Таша, усмехнувшись, отступила в сторону:
— Ладно, святой отец, будь по-вашему. Заберётесь — будете править.
Доказать наглядным примером всегда проще. И быстрее. Пусть и чуточку членовредительно.
Дэй, однако, сразу в седло запрыгивать не стал. Вначале он обошёл лошадь кругом — кобылка, косясь, внимательно следила за каждым его движением. Затем остановился и, чуть склонив голову, взглянул Звёздочке в глаза.
"Ксаш, только не говорите мне, что и Звёздочка…"
Дэй, погладив покорную лошадку по мягкой морде, спокойно вспрыгнул в седло.
— Морли-лэн, вы наговариваете на свою лошадь, — заметил он, протягивая Таше руку.
Девушка, приняв помощь, молча устроилась позади.
"Ксаш, вот ксаш…"
Прибалдевший Шерон поплёлся открывать ворота.
Звёздочка из трактирного двора вышла с явной неохотой.
— Я вас провожу, — Шерон, настороженно поглядывая на дэя, упрямо шёл рядом до самого частокола.
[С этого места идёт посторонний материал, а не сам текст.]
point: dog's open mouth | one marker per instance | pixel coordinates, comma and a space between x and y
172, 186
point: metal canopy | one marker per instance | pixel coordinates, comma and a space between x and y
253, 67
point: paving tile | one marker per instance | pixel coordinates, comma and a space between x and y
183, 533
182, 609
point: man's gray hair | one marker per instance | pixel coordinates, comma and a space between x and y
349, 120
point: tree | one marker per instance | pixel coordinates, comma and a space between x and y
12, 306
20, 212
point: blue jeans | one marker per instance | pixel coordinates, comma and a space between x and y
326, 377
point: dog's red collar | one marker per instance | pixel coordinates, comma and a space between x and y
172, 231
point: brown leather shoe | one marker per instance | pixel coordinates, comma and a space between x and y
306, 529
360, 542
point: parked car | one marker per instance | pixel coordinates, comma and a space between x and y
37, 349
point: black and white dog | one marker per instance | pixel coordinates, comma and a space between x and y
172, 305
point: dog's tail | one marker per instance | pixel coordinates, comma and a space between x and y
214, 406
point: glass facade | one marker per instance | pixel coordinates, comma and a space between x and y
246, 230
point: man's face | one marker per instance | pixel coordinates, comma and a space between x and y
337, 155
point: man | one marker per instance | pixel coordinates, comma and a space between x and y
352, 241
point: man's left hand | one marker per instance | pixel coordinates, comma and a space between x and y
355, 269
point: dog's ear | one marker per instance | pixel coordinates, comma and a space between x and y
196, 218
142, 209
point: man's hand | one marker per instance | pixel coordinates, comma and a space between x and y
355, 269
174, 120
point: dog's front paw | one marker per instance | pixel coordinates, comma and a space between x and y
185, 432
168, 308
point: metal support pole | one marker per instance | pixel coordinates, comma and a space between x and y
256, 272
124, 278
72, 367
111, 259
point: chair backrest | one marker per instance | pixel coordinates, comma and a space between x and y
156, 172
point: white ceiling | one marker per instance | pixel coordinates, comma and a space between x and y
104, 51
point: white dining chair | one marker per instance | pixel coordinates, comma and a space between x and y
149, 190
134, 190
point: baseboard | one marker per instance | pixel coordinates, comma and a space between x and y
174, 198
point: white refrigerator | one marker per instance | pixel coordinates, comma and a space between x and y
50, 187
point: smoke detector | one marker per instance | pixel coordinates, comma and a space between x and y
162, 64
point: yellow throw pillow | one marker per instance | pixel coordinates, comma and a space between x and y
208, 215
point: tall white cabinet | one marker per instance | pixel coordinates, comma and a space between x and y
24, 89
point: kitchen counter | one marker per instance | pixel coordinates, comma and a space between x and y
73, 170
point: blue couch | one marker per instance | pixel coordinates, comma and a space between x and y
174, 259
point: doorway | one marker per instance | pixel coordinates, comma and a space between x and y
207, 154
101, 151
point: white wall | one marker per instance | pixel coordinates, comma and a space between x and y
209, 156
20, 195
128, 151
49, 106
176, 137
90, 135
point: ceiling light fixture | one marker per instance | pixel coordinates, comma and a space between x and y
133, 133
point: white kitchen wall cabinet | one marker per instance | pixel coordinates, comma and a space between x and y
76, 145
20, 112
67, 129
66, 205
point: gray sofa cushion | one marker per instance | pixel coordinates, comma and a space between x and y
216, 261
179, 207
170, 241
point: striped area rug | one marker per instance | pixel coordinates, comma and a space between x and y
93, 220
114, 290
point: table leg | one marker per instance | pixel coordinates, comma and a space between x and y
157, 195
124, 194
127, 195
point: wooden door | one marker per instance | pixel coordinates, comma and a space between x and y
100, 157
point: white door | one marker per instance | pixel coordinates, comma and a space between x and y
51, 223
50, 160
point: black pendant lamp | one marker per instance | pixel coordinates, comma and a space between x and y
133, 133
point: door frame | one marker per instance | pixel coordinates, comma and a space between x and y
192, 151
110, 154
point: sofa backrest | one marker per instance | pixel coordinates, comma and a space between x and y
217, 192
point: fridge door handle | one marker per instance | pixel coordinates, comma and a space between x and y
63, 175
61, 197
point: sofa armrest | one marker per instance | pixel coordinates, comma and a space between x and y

Мужик-привратник безмолвно отворил выпускные дубовые врата — и Звёздочка вышла на дорогу.
Пыльная лента Тракта круто забирала влево, на запад. Вдоль неё грустно шумел берёзовый перелесок. Вересковая пустошь казалась не такой уж большой — Таша, прищурившись, могла даже разглядеть берёзы на том конце. И журчание ручья отчётливо слышалось…
Дэй кивнул Шерону, крепче сжал поводья и негромко велел:
— Вперёд.
Ступая медленно и осторожно, Звёздочка двинулась к Пустоши.
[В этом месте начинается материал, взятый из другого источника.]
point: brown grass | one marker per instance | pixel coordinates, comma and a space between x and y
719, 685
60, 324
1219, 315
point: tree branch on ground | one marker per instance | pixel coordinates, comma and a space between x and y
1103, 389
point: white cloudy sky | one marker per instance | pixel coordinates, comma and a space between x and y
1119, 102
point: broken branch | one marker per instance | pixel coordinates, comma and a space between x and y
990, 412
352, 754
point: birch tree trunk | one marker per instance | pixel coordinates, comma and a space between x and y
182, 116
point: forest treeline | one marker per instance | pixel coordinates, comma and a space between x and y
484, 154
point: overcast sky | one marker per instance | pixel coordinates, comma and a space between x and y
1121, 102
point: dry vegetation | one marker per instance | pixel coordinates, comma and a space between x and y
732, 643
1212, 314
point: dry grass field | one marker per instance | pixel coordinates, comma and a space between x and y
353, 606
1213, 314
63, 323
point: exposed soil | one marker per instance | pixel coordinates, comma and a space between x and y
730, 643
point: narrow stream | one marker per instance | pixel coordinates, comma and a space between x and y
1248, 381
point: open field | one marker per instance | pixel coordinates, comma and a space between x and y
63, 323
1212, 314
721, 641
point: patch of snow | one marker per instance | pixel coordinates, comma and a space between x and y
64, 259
— Прощай, Шерон, — Таша кинула улыбку через плечо.
Она не услышала ответа:
— До встречи, госпожа.
Шерон смотрел вслед всадникам, даже когда копыта Звёздочки коснулись вереска.
Даже когда вороная кобылка с чёрными фигурками всадников пересекла невидимую линию и, на миг исчезнув, в следующее мгновение затерялась точкой в ночной дали.
Таша не увидела, когда Звёздочка пересекла границу, но почувствовала, как ударил в лицо неожиданно холодный ветер, заставивший зажмуриться. Когда же девушка открыла глаза — Звёздочка почти тонула в белёсой туманной дымке.
Лошадка встала, как вкопанная. Сплошная стена тумана, — почти ощутимого, вязкого, вкрадчивого, — доставала ей до груди. Таша нервно оглянулась — но на месте частокола Приграничного, должного быть в десяти шагах позади, простиралось всё то же туманное море. Колкий ветер скользил поверх него. Тяжёлый мрак туч пеленой накрывал небо.
Если на Тракте была предрассветная пора — на Пустоши царила тёмная серость. Не ночь, не утро, не рассвет.
— Где мы?
— Там же, где и были, — голос дэя был спокоен, — и одновременно не там.
Он тронул смоляную гриву, и Звёздочка, тревожно всхрапывая, потрусила вперёд. Впрочем, шаг её постепенно ускорялся, а потом кобылка и вовсе помчалась, точно крылья отрастила — видимо, решила, что раз уж придётся двигаться дальше, то лучше прибыть в пункт назначения как можно быстрее.
— Мда, не лучшая погодка, — пробормотала Таша.
— С рассветом туман рассеется, — откликнулся дэй.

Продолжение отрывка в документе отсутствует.